On the earnings front, Canadian National Railway Co. (TSX:CNR) (NYSE:CNI) announced it is raising its quarterly dividend by 15% to 37.5 cents per share, starting with the next payout in March. CN generated a profit of $592 million or $1.32 per diluted share in the fourth quarter of 2011, as revenue rose 12% from a year before to a record $2.38 billion. Its shares were up 1.5% in pre-market trading in New York.

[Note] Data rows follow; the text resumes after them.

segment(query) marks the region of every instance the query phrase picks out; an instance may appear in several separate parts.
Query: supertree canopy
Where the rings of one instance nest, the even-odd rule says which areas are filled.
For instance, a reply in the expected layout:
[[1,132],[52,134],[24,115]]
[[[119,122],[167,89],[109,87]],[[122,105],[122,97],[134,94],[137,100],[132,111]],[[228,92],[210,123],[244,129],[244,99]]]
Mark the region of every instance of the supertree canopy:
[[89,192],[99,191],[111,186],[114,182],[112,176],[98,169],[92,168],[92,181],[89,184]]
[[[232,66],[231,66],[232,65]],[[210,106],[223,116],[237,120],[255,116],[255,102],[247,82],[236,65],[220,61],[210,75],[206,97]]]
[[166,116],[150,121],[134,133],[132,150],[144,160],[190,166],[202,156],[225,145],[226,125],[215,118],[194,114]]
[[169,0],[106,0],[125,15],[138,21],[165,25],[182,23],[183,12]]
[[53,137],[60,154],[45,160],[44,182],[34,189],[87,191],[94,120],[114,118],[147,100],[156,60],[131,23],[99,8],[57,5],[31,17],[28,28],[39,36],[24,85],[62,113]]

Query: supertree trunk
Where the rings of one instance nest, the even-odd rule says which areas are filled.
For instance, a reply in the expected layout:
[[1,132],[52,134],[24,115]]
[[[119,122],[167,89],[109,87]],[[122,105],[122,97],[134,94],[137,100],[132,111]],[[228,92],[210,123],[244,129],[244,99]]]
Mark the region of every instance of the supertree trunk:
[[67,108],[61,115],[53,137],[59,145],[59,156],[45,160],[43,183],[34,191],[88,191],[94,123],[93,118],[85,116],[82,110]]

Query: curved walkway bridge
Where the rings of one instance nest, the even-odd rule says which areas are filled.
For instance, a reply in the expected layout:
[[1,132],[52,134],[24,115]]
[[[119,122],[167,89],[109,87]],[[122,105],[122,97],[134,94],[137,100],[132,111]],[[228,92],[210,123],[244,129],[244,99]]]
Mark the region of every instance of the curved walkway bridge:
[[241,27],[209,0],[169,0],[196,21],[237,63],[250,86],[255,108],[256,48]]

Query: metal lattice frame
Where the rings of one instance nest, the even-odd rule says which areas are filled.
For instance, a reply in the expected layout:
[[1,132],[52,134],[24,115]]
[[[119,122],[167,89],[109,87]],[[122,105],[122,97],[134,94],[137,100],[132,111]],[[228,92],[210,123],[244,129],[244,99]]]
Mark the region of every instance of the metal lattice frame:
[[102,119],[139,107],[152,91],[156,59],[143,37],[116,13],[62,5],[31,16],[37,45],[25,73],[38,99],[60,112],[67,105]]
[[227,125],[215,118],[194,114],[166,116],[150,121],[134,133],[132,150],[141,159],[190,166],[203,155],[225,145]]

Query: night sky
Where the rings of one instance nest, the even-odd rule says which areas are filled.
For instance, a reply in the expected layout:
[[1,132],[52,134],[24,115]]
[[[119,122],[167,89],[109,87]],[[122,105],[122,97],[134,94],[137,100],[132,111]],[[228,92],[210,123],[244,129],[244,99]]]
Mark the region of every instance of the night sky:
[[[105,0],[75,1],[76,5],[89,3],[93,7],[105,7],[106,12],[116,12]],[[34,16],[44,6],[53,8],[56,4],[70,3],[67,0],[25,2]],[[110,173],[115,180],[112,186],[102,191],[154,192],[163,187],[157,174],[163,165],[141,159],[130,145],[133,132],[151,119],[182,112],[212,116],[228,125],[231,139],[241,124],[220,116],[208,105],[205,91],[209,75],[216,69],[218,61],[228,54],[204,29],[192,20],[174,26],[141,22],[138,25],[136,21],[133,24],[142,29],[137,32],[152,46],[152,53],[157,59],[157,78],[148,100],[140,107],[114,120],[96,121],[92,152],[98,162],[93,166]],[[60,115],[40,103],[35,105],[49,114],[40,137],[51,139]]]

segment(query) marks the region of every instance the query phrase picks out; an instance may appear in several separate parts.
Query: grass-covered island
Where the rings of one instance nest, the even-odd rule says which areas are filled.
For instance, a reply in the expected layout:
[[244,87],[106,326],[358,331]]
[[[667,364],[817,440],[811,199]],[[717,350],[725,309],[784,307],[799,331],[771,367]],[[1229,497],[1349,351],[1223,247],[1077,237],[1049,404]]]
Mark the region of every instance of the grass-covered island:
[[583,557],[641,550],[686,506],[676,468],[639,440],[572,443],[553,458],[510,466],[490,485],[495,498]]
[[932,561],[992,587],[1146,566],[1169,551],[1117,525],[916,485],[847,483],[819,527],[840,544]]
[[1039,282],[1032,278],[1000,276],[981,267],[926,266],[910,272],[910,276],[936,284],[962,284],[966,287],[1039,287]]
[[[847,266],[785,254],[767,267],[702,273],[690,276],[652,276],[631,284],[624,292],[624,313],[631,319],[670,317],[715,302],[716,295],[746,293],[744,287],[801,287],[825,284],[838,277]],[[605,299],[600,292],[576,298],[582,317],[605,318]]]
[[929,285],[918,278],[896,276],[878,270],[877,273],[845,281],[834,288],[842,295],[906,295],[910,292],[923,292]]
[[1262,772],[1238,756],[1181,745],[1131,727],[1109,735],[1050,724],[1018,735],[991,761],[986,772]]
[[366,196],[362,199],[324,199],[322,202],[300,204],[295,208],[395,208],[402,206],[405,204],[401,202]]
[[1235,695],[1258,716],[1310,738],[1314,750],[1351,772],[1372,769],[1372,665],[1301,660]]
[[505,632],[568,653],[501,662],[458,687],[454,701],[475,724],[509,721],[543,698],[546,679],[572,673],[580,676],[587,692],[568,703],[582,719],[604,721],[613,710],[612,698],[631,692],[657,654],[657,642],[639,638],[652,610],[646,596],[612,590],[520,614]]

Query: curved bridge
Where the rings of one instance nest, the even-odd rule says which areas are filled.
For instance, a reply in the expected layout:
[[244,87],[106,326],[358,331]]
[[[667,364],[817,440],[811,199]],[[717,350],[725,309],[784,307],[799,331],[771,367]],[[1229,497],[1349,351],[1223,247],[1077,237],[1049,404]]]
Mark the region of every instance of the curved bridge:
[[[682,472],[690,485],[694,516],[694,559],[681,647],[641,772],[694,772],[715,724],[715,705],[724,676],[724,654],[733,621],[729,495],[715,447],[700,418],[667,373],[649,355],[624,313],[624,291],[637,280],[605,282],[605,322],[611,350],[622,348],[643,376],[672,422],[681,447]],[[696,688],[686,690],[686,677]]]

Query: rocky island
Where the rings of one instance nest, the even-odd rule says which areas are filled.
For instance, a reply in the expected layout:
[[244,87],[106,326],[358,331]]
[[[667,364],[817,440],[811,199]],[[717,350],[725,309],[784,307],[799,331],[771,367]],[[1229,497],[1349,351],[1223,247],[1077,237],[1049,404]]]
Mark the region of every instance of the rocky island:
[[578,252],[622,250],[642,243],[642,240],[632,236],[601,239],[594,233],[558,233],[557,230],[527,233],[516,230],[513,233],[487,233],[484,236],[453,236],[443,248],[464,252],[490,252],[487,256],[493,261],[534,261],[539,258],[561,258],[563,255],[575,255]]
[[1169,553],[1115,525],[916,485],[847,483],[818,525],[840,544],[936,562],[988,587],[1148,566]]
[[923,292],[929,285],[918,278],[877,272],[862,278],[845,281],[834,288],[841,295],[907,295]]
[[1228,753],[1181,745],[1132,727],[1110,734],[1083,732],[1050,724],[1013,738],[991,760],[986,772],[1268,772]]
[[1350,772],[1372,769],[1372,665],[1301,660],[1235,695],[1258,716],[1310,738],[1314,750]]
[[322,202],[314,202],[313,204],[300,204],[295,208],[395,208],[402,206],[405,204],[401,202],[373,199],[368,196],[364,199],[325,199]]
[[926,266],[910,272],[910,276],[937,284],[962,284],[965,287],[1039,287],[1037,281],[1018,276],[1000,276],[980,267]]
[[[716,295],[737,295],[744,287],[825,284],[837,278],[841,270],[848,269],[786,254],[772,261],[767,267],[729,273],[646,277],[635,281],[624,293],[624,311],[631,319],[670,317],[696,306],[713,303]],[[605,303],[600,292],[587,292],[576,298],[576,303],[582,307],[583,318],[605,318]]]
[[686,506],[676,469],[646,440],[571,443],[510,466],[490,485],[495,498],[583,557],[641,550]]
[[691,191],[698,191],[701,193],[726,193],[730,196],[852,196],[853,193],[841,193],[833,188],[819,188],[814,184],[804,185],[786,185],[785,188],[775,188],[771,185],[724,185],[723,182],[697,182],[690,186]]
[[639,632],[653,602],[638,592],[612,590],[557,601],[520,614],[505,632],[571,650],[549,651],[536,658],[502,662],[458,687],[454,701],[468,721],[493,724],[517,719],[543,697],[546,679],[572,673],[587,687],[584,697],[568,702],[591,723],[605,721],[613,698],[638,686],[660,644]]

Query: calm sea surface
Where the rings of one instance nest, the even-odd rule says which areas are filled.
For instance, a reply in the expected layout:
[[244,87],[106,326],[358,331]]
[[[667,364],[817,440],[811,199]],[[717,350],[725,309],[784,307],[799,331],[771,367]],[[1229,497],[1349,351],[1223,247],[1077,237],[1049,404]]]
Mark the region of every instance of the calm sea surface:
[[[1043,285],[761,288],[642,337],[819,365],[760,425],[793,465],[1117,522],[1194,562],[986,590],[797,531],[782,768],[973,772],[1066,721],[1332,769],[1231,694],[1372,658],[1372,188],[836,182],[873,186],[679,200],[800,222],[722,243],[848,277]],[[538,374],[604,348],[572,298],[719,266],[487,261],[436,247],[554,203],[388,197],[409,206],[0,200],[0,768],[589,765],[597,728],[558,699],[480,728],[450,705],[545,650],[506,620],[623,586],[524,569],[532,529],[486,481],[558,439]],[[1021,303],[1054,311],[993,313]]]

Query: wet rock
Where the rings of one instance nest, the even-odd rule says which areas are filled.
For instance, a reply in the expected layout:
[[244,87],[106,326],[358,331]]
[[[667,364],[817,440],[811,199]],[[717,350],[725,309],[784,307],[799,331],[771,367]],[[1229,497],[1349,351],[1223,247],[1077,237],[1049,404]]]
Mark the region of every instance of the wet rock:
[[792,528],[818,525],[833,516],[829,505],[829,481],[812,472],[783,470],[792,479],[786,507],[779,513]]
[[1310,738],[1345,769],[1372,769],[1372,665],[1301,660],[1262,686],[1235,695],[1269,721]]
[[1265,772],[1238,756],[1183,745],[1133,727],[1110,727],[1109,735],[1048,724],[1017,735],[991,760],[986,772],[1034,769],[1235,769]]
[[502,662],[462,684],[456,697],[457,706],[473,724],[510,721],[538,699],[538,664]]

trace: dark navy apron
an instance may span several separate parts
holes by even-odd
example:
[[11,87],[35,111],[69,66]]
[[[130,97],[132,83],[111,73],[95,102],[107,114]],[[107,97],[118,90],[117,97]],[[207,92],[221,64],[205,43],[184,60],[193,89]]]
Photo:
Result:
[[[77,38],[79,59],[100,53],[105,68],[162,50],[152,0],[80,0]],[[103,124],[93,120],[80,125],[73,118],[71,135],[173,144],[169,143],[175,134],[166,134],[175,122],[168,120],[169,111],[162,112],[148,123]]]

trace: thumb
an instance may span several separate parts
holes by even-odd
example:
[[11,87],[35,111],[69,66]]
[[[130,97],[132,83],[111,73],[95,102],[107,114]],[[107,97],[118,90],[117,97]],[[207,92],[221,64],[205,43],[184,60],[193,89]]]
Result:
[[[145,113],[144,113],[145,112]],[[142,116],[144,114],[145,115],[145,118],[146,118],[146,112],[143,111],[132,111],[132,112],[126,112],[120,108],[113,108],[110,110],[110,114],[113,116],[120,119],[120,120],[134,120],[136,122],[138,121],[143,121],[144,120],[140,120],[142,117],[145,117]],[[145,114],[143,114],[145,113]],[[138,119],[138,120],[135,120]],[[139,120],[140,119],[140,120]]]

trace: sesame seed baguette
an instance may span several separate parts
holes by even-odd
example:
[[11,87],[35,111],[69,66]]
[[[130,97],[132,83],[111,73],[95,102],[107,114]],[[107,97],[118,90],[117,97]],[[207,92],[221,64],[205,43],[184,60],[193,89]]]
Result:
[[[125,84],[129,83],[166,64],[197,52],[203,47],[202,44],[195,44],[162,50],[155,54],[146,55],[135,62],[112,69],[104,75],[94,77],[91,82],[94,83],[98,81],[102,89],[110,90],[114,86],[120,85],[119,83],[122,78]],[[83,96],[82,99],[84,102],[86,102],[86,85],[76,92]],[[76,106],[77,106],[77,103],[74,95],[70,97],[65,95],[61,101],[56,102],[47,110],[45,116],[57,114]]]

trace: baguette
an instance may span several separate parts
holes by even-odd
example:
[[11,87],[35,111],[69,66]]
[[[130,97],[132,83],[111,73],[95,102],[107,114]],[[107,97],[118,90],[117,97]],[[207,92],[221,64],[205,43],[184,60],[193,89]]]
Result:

U.S. chemicals giant DuPont Co. said Tuesday that fourth-quarter income dipped slightly to US$373 million or 40 cents a share as volume declines and cost increases offset sales gains and higher prices. Excluding one-time items, earnings per share were 35 cents, topping analysts’ expectations for earnings of 33 cents per share, according to FactSet. However, revenue missed expectations and its shares were down slightly in pre-market trading.
Health care products company Johnson & Johnson reported fourth-quarter net income slumped 89% to US$218 million or eight cents a share. Excluding special items, adjusted earnings per share were $1.13, four cents better than forecast. Sales narrowly missed expectations, coming in at $16.26 billion.
Kimberly-Clark Corp., the maker of Kleenex, Huggies and other household goods, reported that its fourth-quarter net income fell 19% to US$401 million or $1.01 a share as rising costs dampened its performance. Its 2012 adjusted earnings forecast was below Wall Street’s expectations and its shares fell 2.7% in pre-market trading.
Uncertainty over a Greek debt deal also depressed commodity markets where the March crude contract on the New York Mercantile Exchange lost 37 cents to US$99.21 a barrel.
Prices climbed over $1 Monday on concerns that Iran could block shipments of crude in the wake of the European Union’s decision to embargo imports of Iranian oil.
March copper slipped four cents to US$3.76 a pound while gold prices also fell with the February contract in New York down $12.20 to US$1,666.10 an ounce.
European markets headed lower with London’s FTSE 100 index down 0.88%, Frankfurt’s DAX dropped 1.18% and the Paris CAC 40 fell 1.05%.
Earlier in Asia, Japan’s Nikkei 225 stock rose 0.2% to 8,785.33 despite the central bank cutting growth forecasts for the fiscal year ending March 2012 and the following year because of a slowdown in overseas demand and the strong yen.
Australia’s S&P/ASX 200 closed little changed.